Here’s how I got stranded in the pop jungle: a friend is doing an album of songs with lyrics by Yip Harburg, and she came across one show tune where a monkey refutes the theory of evolution (and makes a decent case, for a monkey), and noticed a thematic resemblance to a New Orleans R&B number by Dave Bartholomew. She asked me if there might be some common source for this simian commentary. So I started digging and found a few Jamaican records from the ‘50s, in a Calypsoish genre called Mento: “Monkey’s Opinion” by Alerth Bedasse & Chin’s Calypso Sextet, “Monkey Talk” by Hubert Porter with George Moxey & His Calypso Quintet. I’m still bopping around in the world of Mento, and don’t know why I never encountered all the original records that Harry Belafonte adapted for his breakthrough Calypso albums, but now I have, and all it took was abandoning all actual work for the good part of an afternoon, exploring the places where pop music and monkeys might have crossed paths in ways that might have inspired both Harburg and Bartholomew. I consider that a productive day. Others may differ.

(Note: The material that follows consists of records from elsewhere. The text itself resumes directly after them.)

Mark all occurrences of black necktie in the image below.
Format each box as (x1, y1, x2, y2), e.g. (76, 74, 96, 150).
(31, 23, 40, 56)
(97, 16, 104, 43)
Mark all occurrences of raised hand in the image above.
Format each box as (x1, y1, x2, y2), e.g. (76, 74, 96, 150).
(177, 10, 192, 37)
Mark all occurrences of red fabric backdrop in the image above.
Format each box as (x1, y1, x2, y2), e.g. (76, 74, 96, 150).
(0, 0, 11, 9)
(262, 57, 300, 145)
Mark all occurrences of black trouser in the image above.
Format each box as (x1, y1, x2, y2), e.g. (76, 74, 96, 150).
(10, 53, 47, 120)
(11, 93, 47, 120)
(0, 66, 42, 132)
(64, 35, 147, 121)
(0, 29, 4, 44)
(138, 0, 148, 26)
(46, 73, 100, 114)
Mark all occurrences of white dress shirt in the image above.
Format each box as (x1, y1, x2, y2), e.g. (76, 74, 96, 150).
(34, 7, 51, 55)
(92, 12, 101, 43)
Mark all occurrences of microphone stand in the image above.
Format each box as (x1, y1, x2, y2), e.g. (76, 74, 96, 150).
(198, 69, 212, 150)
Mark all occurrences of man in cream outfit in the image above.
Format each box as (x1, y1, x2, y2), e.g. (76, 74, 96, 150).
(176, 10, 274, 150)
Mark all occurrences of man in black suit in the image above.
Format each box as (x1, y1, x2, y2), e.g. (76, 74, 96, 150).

The whole pop-monkey realm is one I’ve dabbled in before. Back when I was writing the precursor to this blog for the MOG website, I did a post called 10 Cool Songs About Monkeys, and I can’t locate it right now (MOG has wiped its blog-slate clean), but I’m pretty sure it included The Coasters’ “Run Red Run,” where a poker-playing monkey chases his owner with a gun; “Can Your Monkey Do The Dog?” by Rufus Thomas, posing a serious question regarding cross-species dancing; “Apeman” by The Kinks; “The Monkey’s Uncle” by Annette with The Beach Boys…things like that.

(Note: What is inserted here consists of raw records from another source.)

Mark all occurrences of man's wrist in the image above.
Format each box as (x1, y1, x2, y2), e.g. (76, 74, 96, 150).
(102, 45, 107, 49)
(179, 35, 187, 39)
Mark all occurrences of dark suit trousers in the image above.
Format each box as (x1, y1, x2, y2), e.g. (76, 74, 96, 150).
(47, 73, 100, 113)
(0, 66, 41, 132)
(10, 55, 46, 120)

I didn’t include songs about the dance The Monkey (so if Rufus would have asked “Can Your Dog Do The Monkey?,” it wouldn’t have made the cut), so no Major Lance or The Miracles, and some songs seemed too metaphorical (not so much about monkeys themselves than about monkey-like behavior): Springsteen’s “Part Man, Part Monkey,” The Traveling Wilburys’ “Tweeter and The Monkey Man.” And nix to songs about “monkey business” or “monkeying around,” but there are a lot of really good ones in that kind-of-related genre (Chuck Berry, of course). I couldn’t reach a definitive opinion about The Beatles’ “Everybody’s Got Something To Hide Except Me and My Monkey” or The Stones’ “Monkey Man” (Mick shouts, “I’m a monkey!,” but is he really? Is he singing as a monkey?).
As you’ve noticed, there are a lot of songs about monkeys. Too many to fit this space, but special mention to “One Monkey Don’t Stop No Show,” Monkey Hips and Rice” — the only one I know where monkeys are consumed* — and “I Wanna Be LIke You (The Monkey Song)” from The Jungle Book, by Louis Prima or Los Lobos. Some are instrumentals, like The Sherwood’s ‘Monkey See – Monkey Do” (YouTube description: Great Tittyshaker Beat, a genre for another post). There’s just something fascinating about the monkey-human relationship, suitable for so many metaphorical purposes Other animals have their place in popland — the new Katy Perry’s Jane-in-the-jungle video for “Roar” has a whole menagerie surrounding her, helping her survive and pretty herself up — but it’s the simians who rule (see also: gorillas in songs by The Rubinoos, Warren Zevon, The Kinks; chimps, etc.). And both The Monkees and The Arctic Monkeys have self-referential songs: “Monkees Theme” and “Who The Fuck Are The Arctic Monkeys?”
In my exploration, I found a few tunes I’d never heard before, and although they bend my cool-monkey-song rules, a couple are too cool not to acknowledge. One is a wailing piece of doo-wop on Federal Records by a group (previously unknown to me) called The King Pins, “I Got The Monkey Off My Back,” the other a record on Mercury that blends two then-hip cultural elements, 007 and a dance craze, Perry and the Harmonics’ “Do The Monkey With James.” This is something I can’t picture, Sean Connery doing the moves that Smokey and The Miracles did in The TAMI Show to “Mickey’s Monkey.” but it has an undeniable groove. As the reunited New York Dolls advised, “Dance Like A Monkey.”
*Nope: add The McCoys’ “Gator Tails and Monkey Ribs.”